Alabama became available. LSU did not. Les Miles is 29-5 in two-plus seasons in Baton Rouge. He won an SEC Western Division title.
"[Saban is] really hurt that some people in Baton Rouge are just so mad at what he did," said Michael Bonnette, LSU's associate athletic director and sports information director, who worked for both Saban and Miles. "Look at what he did for LSU. You look at the impact and on the state of Louisiana. … It sent us to a whole other level. We're still reaping the benefits. You can't turn on the TV without seeing us. LSU is a power nationally. Before he got here, you couldn't say that. We've won 70 football games in the last seven years [2000-2006]. That's impressive in this day and age. He started it. Now Les has continued it and taken us to even another level with the type of success that we are experiencing around here."

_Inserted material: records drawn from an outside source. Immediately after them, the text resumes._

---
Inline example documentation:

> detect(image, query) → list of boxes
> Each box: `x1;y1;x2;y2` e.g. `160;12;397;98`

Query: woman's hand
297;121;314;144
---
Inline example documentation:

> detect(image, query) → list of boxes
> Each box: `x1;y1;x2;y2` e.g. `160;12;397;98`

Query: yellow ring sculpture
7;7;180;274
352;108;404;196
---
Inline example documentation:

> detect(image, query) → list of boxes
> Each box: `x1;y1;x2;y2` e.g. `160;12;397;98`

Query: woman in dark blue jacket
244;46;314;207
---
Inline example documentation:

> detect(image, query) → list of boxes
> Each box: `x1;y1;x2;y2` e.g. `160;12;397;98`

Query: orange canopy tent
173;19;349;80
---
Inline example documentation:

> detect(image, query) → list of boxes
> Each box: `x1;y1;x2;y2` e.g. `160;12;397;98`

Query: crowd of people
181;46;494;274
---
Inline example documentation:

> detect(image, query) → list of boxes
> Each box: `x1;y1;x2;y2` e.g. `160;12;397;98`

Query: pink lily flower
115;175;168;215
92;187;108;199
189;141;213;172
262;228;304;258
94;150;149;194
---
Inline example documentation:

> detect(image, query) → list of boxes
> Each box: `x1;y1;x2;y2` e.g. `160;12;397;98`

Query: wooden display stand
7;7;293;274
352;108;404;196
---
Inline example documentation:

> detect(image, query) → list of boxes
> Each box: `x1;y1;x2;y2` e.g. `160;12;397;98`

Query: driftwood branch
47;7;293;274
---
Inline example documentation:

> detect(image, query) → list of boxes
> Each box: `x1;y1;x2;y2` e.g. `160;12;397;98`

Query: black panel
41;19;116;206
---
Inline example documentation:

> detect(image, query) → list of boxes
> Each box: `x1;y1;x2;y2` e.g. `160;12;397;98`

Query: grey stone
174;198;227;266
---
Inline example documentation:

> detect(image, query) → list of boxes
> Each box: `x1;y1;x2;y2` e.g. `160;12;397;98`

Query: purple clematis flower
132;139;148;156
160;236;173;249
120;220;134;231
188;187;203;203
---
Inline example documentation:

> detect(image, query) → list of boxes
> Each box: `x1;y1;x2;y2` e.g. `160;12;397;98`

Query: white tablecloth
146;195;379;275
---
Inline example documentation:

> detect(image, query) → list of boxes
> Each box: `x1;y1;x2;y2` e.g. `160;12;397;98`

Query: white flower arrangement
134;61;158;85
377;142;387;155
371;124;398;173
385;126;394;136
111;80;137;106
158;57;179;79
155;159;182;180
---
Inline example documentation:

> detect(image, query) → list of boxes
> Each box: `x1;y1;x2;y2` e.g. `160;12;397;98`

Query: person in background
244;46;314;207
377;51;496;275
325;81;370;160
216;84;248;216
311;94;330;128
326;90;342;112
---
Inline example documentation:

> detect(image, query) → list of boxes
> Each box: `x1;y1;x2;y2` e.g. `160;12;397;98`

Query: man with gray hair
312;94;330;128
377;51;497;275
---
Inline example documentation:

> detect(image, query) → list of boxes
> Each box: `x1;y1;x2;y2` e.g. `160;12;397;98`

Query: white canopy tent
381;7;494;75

The relationship between Miles and Saban started well. Saban left him a legal pad full of notes about the players Miles would take over and the recruits that Saban hoped to sign. They talked on the phone a couple of times afterward.
They are not so friendly anymore. Some of it may be a result of recruiting wars last spring. Some of it may be posturing by Miles, preaching to his LSU choir. He went schoolyard on Saban at SEC media days in July, refusing to refer to his predecessor by name, calling Saban "that coach."
But by this week, Miles played it well, praising Saban for what he did while "passing through Louisiana." Maybe Miles realizes that he has the better team. LSU is a touchdown favorite to beat Alabama for the seventh time in eight seasons.
The LSU game is the task at hand, which is all Saban professes to care about. But it is LSU. The word in the coaches' offices is that Saban has been unusually calm and focused this week.
Tigers fans want to be at Bryant-Denny Stadium on Saturday. The Sabans have gotten more ticket requests for this game than any Nick can remember. LSU received 33,000 ticket requests, a school record, for its allotment of 7,000.
"I'd like to think all those friends wish us well who are calling us for tickets," Terry said, a smile in her voice.
Her husband is reasonably confident of that.
"You know," Saban said, "contrary to what everybody thinks, we still have some very good friends in Louisiana who really probably like us for who we are, not what we do, or did or didn't do. We respect that they are LSU fans. But they're still our friends."
You're sure of that?
"Last time I checked," Saban said.
Kickoff is at 5 p.m. ET on Saturday. Ask Saban again around 8:30 p.m.